NEW DELHI – India’s navy said yesterday it had freed an Iranian fishing vessel that had been hijacked by pirates off the coast of Somalia in the latest attack against shipping in the Indian Ocean. The hijacking off Somalia fuelled concerns about a resurgence of Indian Ocean raids by opportunistic pirates, coming on top of a separate surge of attacks launched by Yemen’s Iran-backed Huthi rebels.
“The fishing vessel had been boarded by pirates and the crew taken as hostages,” Indian navy spokesman Commander Vivek Madhwal said, naming the vessel as the Iranian-flagged Iman.
India had deployed its warship INS Sumitra – which was on anti-piracy patrol off the east coast of Somalia in the Gulf of Aden – after receiving a distress message from the fishing vessel. The warship “intercepted the vessel” and then worked to “coerce” the hijackers to release the crew and boat, Madhwal said, without giving an exact location.

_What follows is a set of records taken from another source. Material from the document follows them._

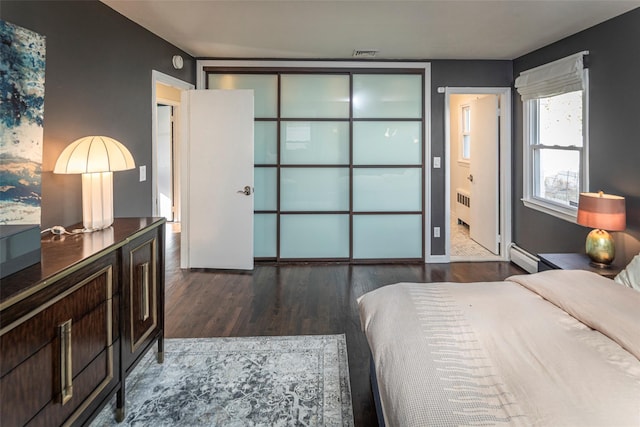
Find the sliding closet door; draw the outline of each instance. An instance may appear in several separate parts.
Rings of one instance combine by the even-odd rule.
[[[209,89],[254,89],[256,259],[424,259],[423,80],[208,72]]]
[[[280,77],[280,258],[349,258],[349,75]]]
[[[422,76],[353,76],[353,259],[422,258]]]

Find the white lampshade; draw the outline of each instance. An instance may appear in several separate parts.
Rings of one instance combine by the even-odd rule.
[[[113,171],[135,168],[127,148],[106,136],[85,136],[65,148],[54,173],[82,174],[82,223],[85,230],[113,224]]]
[[[136,167],[127,147],[107,136],[85,136],[65,148],[53,173],[114,172]]]

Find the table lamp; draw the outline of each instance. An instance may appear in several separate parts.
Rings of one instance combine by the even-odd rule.
[[[53,173],[82,174],[84,231],[113,224],[113,172],[135,168],[127,148],[106,136],[85,136],[65,148]]]
[[[609,268],[616,255],[613,238],[608,231],[622,231],[626,227],[624,197],[598,193],[580,193],[578,224],[592,227],[587,236],[586,250],[591,265]]]

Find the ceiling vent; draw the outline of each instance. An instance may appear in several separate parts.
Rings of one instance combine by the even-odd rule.
[[[378,49],[355,49],[353,51],[354,58],[375,58],[380,52]]]

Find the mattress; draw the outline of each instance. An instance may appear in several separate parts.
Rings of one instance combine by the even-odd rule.
[[[358,300],[387,426],[640,426],[640,293],[585,271]]]

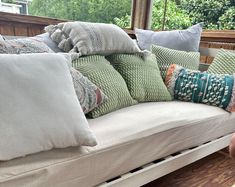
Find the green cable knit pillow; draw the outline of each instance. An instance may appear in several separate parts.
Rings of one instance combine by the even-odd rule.
[[[220,49],[207,72],[229,75],[235,73],[235,53]]]
[[[131,96],[138,102],[171,100],[155,55],[115,54],[107,57],[127,83]]]
[[[171,64],[178,64],[184,68],[198,70],[200,61],[199,52],[178,51],[156,45],[152,45],[151,51],[156,55],[157,63],[164,80]]]
[[[104,56],[92,55],[73,60],[73,67],[97,85],[107,100],[92,110],[88,116],[96,118],[109,112],[137,104],[128,91],[122,76]]]

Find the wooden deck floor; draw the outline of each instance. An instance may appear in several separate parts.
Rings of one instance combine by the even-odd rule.
[[[233,184],[235,160],[224,149],[144,187],[231,187]]]

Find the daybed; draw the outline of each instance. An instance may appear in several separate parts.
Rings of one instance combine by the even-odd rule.
[[[89,120],[96,147],[2,162],[0,186],[140,186],[228,146],[234,120],[202,104],[138,104]]]
[[[97,146],[0,162],[0,186],[141,186],[227,147],[235,132],[234,113],[181,101],[141,103],[88,122]]]

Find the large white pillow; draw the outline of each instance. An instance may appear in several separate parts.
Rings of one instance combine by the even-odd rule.
[[[0,55],[0,160],[95,146],[64,54]]]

The warship “ensured the successful release of all 17 crew members along with the boat”, he added, with the fishing boat then “sanitised and released for onward transit”.

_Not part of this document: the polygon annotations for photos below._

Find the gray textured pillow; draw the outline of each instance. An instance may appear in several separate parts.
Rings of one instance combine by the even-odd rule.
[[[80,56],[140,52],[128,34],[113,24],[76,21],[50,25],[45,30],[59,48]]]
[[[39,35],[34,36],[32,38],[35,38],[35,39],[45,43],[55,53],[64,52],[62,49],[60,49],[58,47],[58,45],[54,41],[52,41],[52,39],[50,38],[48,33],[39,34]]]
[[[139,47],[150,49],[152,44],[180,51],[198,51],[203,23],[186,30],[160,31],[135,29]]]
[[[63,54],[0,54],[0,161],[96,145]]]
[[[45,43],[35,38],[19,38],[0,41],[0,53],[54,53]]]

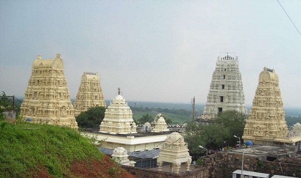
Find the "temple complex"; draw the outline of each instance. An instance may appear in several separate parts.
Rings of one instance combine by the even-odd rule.
[[[135,162],[130,161],[128,159],[129,156],[127,155],[127,151],[123,147],[118,147],[115,149],[113,151],[112,158],[116,162],[121,165],[134,166]]]
[[[104,118],[100,124],[99,132],[116,134],[137,133],[137,126],[133,119],[133,113],[125,99],[118,94],[110,102],[104,113]]]
[[[187,144],[179,133],[173,132],[168,135],[157,158],[159,166],[158,171],[162,171],[162,164],[164,162],[171,164],[170,171],[172,173],[178,174],[182,163],[185,164],[186,171],[189,171],[191,156],[189,156],[188,151]]]
[[[275,70],[264,68],[253,99],[243,138],[256,143],[290,143],[285,119],[278,75]]]
[[[106,107],[97,73],[84,72],[74,103],[75,116],[90,107]]]
[[[227,110],[247,114],[238,58],[229,55],[218,58],[206,106],[197,120],[210,120]]]
[[[78,128],[59,54],[52,59],[38,55],[32,63],[20,113],[34,122]]]
[[[169,131],[169,129],[167,128],[167,124],[165,122],[165,119],[163,118],[163,115],[161,116],[161,114],[159,114],[159,114],[160,117],[156,121],[155,120],[155,122],[156,125],[152,132],[162,132]]]

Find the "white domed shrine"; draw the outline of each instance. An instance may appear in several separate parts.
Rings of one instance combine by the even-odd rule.
[[[115,148],[113,151],[113,155],[112,155],[112,158],[119,164],[123,165],[134,166],[136,162],[133,161],[130,161],[128,159],[128,157],[127,151],[123,147]]]
[[[133,113],[125,99],[118,94],[111,102],[104,113],[99,132],[112,134],[137,133],[137,126],[133,119]]]
[[[188,151],[187,144],[179,133],[173,132],[168,135],[157,159],[159,165],[158,171],[162,171],[163,162],[171,164],[170,171],[173,173],[179,173],[182,163],[185,163],[186,171],[189,171],[191,156],[189,156]]]
[[[153,129],[152,132],[162,132],[169,131],[169,129],[167,128],[167,124],[166,124],[166,122],[165,122],[165,119],[163,118],[163,115],[159,114],[157,116],[159,116],[160,117],[158,119],[157,122],[156,122],[155,128]]]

The navy, which released photographs of the Iranian fishing boat and crew, as well as its sailors towing a skiff, did not give further details of the operation or the fate of the pirates.
Yemen’s Huthi rebels have launched scores of attacks in the Red Sea and Gulf of Aden targeting Israeli-linked vessels in response to Israel’s war against the Palestinian militant group Hamas in Gaza.
International naval forces have been diverted north from the Gulf of Aden into the Red Sea, sparking fears that pirates will exploit the security gap, with the first successful case of Somali piracy since 2017 recorded in December.